The amber-colored malt immediately unfolds a strong, sweet aroma storm of flowers, fruit and perfume in the glass, which appear to be syrupy interwoven and hardly want to separate at first. Cappuccino with cocoa powder and shortbread dipped in whisky emphasize the sweetness before a strong sherry-fruit tone emerges from the glass: caramelized blood oranges, mango, honeydew melon, banana with beetroot and, as compensation, a few light, slightly sour grapes and tangy lime. The high alcohol content is hardly noticeable, at most in a slightly more pointed, cheesy-spicy and even slightly medicinal note of roasted pumpkin seeds, nutmeg, young birchwood, old leather and a slice of Emmental cheese in the distance.

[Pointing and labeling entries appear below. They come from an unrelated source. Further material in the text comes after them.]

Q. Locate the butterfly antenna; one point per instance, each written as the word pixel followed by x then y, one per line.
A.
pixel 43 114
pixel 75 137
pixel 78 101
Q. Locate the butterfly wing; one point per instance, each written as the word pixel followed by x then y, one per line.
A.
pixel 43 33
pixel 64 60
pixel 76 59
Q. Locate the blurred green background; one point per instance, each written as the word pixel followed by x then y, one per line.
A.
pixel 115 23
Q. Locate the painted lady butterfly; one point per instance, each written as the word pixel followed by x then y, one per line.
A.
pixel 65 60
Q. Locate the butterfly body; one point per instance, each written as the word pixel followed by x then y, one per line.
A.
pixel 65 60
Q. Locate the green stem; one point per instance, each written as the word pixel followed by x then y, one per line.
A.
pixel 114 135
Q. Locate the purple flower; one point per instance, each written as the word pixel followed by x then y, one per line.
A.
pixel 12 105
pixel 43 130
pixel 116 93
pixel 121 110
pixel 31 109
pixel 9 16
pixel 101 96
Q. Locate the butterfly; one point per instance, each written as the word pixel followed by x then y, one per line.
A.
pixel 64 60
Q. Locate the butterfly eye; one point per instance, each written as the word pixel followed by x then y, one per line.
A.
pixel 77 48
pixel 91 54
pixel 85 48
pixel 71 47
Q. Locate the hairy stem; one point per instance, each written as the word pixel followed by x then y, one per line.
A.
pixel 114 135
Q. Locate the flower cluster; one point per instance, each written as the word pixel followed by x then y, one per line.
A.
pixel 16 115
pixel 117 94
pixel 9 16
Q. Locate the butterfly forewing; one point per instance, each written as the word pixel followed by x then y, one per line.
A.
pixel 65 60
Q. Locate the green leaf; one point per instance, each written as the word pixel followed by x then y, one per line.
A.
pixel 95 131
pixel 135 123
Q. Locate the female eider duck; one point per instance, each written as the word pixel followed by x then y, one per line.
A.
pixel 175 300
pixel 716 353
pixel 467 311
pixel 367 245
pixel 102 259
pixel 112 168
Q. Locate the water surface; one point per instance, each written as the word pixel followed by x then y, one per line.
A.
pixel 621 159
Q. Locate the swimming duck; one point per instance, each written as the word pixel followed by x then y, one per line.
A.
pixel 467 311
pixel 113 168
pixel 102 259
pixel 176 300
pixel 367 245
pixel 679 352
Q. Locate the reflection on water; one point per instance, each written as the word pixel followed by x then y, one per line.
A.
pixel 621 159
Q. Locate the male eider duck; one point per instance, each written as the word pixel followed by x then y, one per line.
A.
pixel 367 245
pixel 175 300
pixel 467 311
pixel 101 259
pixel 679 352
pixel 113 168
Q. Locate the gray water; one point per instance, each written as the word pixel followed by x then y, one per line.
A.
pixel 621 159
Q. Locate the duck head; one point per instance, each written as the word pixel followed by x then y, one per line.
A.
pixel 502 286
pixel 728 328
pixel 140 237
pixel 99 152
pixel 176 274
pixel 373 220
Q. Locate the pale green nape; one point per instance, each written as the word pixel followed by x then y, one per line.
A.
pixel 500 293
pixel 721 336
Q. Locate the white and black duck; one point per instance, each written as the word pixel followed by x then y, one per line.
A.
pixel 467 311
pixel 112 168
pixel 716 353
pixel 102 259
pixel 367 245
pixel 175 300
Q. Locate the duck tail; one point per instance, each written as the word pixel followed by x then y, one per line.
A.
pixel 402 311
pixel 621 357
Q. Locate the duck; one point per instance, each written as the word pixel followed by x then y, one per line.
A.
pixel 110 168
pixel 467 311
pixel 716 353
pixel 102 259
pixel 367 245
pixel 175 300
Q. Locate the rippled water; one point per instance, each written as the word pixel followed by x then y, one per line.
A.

Holla, the forest fairy reports! After the round and full nose unexpectedly hot, the alcohol burns sweetly-fiery and extremely astringent in the tongue and palate with chili chocolate, spicy-herbaceous, young tobacco and caramelized meat sauce. And already intense fruit aromas of pineapple, mango, sour cherries, juicy raisins and forest honey literally make your mouth water before lightly burned biscuits with walnuts spread a dry, almost dusty espresso powder bitterness in the oven.
The aftertaste of the blood oranges not only carries the blood in its name - an iron-like impression and a metallic burning sensation, as if you had just bitten your cheek, stick together with surprisingly sweet and malty bitter chocolate, pear peels, blackberries and sour cherries for a long time a memory of spiced wine back.